RO-Crates-and-Excel

Goal

The goal of the RO-Crates-and-Excel application is to provide the data model for describing data of the excel file in the form RO-Crate. The RO-Crate describes the contained objects in JSON-LD format. The resulting JOSN-LD model should be representative of the dataset contained in the excel file and should facilitate machine actionability. This was kept in mind when desinging the model, an extension to RO-Crate base model, primarily to support dataset search.

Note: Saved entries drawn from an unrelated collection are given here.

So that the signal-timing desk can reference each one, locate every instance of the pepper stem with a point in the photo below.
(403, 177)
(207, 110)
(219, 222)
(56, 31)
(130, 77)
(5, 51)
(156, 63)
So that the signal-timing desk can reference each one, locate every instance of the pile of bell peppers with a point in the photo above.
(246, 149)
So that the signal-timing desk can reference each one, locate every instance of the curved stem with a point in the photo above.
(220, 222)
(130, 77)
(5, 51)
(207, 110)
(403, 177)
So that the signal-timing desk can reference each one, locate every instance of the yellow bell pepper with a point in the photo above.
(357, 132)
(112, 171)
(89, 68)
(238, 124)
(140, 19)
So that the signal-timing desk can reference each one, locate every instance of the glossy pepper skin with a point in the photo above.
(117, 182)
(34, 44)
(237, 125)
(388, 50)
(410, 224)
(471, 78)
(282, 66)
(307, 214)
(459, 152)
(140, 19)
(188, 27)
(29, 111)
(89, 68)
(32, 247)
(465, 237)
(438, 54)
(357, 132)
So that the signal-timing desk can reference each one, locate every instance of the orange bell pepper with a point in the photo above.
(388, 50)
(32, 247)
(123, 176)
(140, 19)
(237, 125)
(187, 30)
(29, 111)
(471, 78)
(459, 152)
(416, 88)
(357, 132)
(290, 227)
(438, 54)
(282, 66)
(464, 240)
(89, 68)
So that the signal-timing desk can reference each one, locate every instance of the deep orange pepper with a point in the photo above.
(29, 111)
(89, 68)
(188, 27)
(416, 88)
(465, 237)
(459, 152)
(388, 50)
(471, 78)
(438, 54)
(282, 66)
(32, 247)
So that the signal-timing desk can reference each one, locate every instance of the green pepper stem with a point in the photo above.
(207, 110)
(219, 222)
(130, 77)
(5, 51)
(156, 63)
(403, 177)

Queries can be done on 2 levels - the dataset level and the column, dimension, level. Dataset relates to 1 sheet of the excel. We selected the following attributes describing both of those core concepts. (Note that this is an aggregate list and there is further subdivision based on the column type)

Dataset metadata:
- "datePublished" is creation date
- "dateModified" is last modified date
- "license" is license type
- "author" is owner of the file
- "encoding" is data encoding type
- "name" is name of the software application
- "number_of_rows" is number of rows in one sheet
- "number_of_cols" is number of columns in one sheet
- "sheet_name" is sheet name
Column metadata:
- "missing_values" indicates if the sheet or column has missing values
- "column_id" is name of column in the excel
- "alpha_numeric" indicates if column contains only alpha numeric chars with space
- "format_type" is type of column. Can be numeric, categorical or string
- "maximum_length" is maximum length of string
- "average_length" is average length of string
- "minimum_length" is minimal length of string
- "missing_values_proportion" indicates what are the percentage of missing values
- "stdev_length" is standard deviation of the string length
- "sum" is sum of numeric values
- "integer" indicates if numeric values are only type of integer
- "median" is median of numeric values
- "mean" is mean of numeric values
- "maximum" is numeric maximum of column
- "minimum" is numeric minimum of column
- "stdev" is standard deviation
- "category" is the array of categories
- "category_proportions" is the array of the proprotions of categories
- "mode" is the number of occurences of the value that appears most frequetly
- "mode_key" is the key that appears most frequetly
- "mode_in_percent" is the proportion of the value that appears most frequetly

The full RO-Crate Profile can be found in the folder "./profile" and further describes the resulting RO-crate with the use of restriction terms as defined in RFC 2119.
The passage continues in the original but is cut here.